3
$\begingroup$

$n$ items are distributed into $n$ boxes such that each item is independently put with probability $p_j$ to be put in box $j$, for $j=1,2,\ldots,n$, where $\sum_{j=1}^np_j=1$. A collision occurs whenever an item is put into a non-empty box. Find the expected number of collisions.

What's wrong with the following reasoning? Let $C_i$ be the number of collisions in box $i$. Then $C_i+1$ is the number of items in box $i$, so $E[C_i+1]=np_j$ and $E[C_i]=np_j-1$. Therefore the expected number of collisions is $\sum_{j=1}^n(np_j-1)=0$. Obviously the number cannot be zero, because the number is sometimes positive but never negative.

2 Answers 2

2

Let $C_i$ be the number of collisions in box $i$. Then $C_i+1$ is the number of items in box $i$...

That's wrong. More precisely, that's correct only if $C_i >0$. If $C_i=0$ then the number of items in box $i$ can be 0 or 1.

  • 0
    @strake If this is correct, you might consider accepting the answer by clicking the green checkmark.2012-04-19
1

Let $X$ be the number of boxes that end up with $0$ items, and let $Y$ be the number of boxes that end up with $1$ item. Then we have $n-Y$ remaining items, to be distributed between the remaining $n-X-Y$ boxes.
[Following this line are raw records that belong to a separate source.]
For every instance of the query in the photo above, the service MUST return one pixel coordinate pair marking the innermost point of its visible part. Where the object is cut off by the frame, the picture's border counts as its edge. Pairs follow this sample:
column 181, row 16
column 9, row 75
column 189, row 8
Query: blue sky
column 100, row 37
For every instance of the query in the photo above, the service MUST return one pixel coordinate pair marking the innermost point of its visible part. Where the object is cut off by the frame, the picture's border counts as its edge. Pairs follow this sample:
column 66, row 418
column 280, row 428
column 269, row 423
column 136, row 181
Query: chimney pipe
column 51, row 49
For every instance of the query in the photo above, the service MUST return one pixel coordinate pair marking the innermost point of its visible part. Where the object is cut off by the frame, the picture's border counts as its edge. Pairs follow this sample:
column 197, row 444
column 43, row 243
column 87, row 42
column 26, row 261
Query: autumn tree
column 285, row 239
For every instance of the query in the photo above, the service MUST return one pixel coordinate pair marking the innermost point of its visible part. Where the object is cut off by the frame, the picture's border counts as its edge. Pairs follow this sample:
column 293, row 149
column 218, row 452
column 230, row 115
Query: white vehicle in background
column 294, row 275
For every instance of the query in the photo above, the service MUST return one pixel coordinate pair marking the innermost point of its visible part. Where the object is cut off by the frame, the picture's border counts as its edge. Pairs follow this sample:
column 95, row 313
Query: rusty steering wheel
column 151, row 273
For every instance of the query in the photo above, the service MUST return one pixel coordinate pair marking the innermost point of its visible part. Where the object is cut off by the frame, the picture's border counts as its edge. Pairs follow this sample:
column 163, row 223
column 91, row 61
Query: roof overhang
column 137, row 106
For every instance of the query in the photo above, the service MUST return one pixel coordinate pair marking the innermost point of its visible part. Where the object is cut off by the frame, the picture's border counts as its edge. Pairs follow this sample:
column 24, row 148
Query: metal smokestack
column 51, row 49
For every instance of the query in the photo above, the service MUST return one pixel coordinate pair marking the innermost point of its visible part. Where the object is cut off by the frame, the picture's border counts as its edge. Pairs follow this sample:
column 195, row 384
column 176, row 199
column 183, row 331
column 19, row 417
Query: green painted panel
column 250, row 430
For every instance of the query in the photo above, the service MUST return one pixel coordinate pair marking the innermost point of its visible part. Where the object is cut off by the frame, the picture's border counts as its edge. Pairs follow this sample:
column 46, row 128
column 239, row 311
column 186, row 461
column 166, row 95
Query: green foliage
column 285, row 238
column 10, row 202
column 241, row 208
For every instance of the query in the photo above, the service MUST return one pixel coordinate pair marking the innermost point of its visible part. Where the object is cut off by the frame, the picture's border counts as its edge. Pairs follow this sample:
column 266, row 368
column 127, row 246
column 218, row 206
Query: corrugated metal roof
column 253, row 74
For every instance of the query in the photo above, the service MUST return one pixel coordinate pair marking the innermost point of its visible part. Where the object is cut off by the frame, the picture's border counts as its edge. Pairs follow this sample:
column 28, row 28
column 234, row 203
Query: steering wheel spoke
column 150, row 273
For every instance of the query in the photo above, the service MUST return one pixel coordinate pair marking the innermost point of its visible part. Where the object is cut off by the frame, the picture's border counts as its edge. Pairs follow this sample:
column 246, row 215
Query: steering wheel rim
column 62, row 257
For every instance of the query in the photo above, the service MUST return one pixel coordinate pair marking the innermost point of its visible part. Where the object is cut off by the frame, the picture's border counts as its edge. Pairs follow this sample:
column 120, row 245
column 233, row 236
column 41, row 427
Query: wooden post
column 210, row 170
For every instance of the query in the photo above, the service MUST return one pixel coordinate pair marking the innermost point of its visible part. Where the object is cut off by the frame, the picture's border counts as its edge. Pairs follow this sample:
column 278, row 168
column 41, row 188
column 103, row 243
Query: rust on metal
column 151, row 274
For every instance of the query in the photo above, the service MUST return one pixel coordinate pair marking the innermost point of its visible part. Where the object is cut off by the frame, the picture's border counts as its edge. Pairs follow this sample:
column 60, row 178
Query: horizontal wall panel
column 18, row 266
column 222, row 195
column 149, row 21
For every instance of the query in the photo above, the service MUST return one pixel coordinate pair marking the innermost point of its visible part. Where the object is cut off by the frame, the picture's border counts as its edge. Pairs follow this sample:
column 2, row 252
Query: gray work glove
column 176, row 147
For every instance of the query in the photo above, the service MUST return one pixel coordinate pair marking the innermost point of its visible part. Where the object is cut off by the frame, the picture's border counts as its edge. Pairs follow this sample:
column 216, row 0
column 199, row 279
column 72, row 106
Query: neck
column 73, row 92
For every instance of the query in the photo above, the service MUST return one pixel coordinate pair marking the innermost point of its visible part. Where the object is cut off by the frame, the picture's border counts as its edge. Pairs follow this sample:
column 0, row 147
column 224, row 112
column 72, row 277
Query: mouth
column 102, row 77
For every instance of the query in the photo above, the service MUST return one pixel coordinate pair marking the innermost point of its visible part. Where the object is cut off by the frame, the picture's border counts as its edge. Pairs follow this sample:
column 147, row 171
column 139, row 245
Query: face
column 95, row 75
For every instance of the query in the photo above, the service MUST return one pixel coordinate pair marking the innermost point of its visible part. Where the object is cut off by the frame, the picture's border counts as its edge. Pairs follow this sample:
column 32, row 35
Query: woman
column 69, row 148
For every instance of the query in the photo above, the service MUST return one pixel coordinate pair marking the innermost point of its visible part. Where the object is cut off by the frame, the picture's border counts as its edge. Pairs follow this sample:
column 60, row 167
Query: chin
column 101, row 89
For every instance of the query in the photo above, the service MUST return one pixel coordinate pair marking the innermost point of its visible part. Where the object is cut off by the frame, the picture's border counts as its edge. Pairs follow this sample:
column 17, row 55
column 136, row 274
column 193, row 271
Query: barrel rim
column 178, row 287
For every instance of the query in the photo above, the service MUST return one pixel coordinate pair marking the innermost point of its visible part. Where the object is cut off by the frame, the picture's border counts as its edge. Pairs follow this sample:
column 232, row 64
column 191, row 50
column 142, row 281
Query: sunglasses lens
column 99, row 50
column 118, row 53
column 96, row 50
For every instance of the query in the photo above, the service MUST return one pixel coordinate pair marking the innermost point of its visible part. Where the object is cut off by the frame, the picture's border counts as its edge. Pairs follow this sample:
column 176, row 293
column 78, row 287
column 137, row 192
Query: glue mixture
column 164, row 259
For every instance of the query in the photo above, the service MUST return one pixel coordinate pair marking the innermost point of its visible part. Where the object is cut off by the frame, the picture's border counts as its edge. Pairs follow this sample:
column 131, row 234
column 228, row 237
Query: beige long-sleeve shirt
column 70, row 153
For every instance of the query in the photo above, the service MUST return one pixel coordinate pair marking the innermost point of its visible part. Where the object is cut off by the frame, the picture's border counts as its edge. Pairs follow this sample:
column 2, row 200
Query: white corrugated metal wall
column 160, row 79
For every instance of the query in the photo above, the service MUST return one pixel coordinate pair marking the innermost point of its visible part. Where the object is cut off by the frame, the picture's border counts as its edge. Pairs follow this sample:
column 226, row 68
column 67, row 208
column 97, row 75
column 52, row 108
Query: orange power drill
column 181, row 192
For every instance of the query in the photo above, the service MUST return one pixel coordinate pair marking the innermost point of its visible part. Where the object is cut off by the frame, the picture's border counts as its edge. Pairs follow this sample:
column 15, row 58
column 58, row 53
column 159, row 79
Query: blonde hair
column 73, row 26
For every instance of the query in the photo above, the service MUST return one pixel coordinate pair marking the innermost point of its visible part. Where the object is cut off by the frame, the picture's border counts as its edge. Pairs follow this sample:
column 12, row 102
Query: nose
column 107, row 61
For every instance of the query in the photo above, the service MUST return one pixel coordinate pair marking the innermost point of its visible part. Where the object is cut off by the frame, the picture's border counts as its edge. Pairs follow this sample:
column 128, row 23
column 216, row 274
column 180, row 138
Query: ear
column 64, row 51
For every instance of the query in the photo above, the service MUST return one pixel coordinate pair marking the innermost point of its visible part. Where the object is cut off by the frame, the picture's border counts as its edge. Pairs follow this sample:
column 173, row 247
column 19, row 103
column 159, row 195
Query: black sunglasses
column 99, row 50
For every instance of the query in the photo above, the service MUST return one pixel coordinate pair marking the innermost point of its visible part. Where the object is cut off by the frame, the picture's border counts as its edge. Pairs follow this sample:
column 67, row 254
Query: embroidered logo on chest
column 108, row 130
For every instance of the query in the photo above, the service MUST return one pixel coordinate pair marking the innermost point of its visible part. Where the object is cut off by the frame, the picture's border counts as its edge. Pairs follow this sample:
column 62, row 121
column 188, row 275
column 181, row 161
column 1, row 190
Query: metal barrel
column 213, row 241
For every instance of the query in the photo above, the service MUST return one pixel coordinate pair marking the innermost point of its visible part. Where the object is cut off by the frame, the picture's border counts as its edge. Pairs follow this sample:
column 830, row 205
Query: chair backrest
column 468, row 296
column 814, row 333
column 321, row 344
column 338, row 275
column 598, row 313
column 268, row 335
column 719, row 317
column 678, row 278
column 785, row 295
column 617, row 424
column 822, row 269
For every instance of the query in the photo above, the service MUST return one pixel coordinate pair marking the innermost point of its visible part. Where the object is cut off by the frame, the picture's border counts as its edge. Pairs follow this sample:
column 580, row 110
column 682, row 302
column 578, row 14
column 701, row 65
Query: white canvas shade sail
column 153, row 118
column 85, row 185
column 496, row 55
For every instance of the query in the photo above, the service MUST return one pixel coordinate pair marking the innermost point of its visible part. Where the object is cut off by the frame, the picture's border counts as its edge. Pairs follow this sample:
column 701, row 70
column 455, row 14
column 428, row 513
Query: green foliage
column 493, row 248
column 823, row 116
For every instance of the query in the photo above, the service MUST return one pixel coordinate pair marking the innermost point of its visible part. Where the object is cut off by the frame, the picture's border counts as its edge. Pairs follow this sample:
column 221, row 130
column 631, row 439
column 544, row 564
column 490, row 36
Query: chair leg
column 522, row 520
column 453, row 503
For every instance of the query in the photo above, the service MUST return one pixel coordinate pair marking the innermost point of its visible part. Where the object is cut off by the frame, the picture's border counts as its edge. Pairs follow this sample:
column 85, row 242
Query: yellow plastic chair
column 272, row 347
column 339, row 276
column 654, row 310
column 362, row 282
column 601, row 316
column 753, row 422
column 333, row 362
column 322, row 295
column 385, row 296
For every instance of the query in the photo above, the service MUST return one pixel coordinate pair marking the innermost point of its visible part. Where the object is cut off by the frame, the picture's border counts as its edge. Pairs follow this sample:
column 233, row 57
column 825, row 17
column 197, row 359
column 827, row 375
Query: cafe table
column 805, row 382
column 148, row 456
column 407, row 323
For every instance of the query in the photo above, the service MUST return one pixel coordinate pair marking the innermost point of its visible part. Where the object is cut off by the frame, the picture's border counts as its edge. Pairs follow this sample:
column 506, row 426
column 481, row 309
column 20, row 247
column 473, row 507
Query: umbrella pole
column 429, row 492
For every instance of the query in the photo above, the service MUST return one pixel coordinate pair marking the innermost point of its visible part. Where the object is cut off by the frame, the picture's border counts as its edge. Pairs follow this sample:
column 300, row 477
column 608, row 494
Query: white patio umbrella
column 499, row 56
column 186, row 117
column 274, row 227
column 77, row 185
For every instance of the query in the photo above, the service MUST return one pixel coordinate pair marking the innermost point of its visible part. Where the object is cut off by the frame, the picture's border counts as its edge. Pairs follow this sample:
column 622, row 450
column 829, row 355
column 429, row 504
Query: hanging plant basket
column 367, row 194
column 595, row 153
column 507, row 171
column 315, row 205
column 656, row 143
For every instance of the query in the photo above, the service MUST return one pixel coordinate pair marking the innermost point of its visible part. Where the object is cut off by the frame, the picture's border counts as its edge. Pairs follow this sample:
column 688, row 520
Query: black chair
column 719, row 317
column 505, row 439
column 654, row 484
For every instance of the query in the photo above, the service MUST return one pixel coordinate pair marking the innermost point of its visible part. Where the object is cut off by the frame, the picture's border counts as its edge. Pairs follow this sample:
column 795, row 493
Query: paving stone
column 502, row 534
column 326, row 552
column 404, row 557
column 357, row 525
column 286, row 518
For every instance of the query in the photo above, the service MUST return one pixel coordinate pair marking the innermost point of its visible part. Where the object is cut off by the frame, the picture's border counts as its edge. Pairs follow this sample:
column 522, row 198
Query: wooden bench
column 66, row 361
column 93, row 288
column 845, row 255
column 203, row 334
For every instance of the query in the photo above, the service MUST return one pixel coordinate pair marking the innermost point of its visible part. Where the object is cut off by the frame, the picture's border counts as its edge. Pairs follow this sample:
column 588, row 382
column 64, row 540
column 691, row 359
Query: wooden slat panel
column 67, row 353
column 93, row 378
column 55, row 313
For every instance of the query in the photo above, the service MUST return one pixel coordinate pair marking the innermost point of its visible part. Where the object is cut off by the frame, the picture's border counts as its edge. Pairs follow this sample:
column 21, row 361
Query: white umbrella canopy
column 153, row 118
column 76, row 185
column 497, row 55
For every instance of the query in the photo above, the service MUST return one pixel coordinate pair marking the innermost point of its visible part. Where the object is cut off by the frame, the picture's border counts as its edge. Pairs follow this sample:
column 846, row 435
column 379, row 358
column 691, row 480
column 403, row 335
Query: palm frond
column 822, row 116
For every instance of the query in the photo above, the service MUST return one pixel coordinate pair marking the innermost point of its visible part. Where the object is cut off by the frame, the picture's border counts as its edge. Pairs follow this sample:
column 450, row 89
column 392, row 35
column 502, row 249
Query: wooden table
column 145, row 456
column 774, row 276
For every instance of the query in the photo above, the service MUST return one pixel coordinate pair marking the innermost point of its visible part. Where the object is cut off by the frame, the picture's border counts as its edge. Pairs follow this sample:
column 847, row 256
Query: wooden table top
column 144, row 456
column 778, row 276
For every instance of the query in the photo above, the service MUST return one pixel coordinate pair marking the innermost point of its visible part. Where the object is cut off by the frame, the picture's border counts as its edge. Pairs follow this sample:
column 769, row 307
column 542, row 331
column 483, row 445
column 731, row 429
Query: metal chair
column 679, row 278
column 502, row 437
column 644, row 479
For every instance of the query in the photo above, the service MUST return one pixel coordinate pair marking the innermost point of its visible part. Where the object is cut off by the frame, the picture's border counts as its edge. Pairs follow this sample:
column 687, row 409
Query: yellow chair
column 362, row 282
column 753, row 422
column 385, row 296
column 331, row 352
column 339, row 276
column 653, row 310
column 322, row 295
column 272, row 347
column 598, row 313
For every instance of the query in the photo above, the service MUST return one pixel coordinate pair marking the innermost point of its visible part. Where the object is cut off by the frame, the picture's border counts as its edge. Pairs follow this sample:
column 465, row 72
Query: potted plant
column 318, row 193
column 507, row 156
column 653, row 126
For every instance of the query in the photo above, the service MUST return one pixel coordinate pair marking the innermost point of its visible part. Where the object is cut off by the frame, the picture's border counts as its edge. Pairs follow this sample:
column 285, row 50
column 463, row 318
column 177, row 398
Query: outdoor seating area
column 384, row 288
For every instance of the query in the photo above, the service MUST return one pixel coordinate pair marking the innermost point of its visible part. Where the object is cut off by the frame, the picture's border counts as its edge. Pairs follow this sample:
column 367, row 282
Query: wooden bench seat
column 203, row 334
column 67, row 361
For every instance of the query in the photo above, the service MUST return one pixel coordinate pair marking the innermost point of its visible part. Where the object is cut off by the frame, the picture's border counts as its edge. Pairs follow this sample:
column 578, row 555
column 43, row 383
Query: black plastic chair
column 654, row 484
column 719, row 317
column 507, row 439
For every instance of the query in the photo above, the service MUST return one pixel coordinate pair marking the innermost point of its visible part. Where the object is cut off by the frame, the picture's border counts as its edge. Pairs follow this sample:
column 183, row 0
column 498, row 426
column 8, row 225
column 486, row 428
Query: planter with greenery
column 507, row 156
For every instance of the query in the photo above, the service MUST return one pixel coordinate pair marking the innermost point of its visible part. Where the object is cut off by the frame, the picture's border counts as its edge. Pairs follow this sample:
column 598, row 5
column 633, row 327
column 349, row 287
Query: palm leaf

The number of collisions is $n-Y$ minus the number of boxes with more than $1$ item (since the first item put in such a box does not produce a collision). So the number of collisions is $(n-Y)-(n-X-Y)$, which is simply $X$. This is intuitively obvious (though I wasn't immediately sure). Every empty box causes a collision, that's the only way collisions are created, since the number of items and the number of boxes is the same.

What is the expected number of boxes that contain $0$ items? Define the random variable $V_i$ ($V$ for void) by $V_i=1$ if box $i$ ends up empty, and by $V_i=0$ otherwise. Then the number $V$ of empty boxes is given by $V=V_1+V_2+\cdots +V_n$.

Thus, by the linearity of expectation, we have $E(V)=E(V_1+V_2+\cdots +V_n)=E(V_1)+E(V_2)+\cdots +E(V_n).$ It remains to find $E(V_i)$. This is the probability that $V_i=1$, which is $(1-p_i)^n$.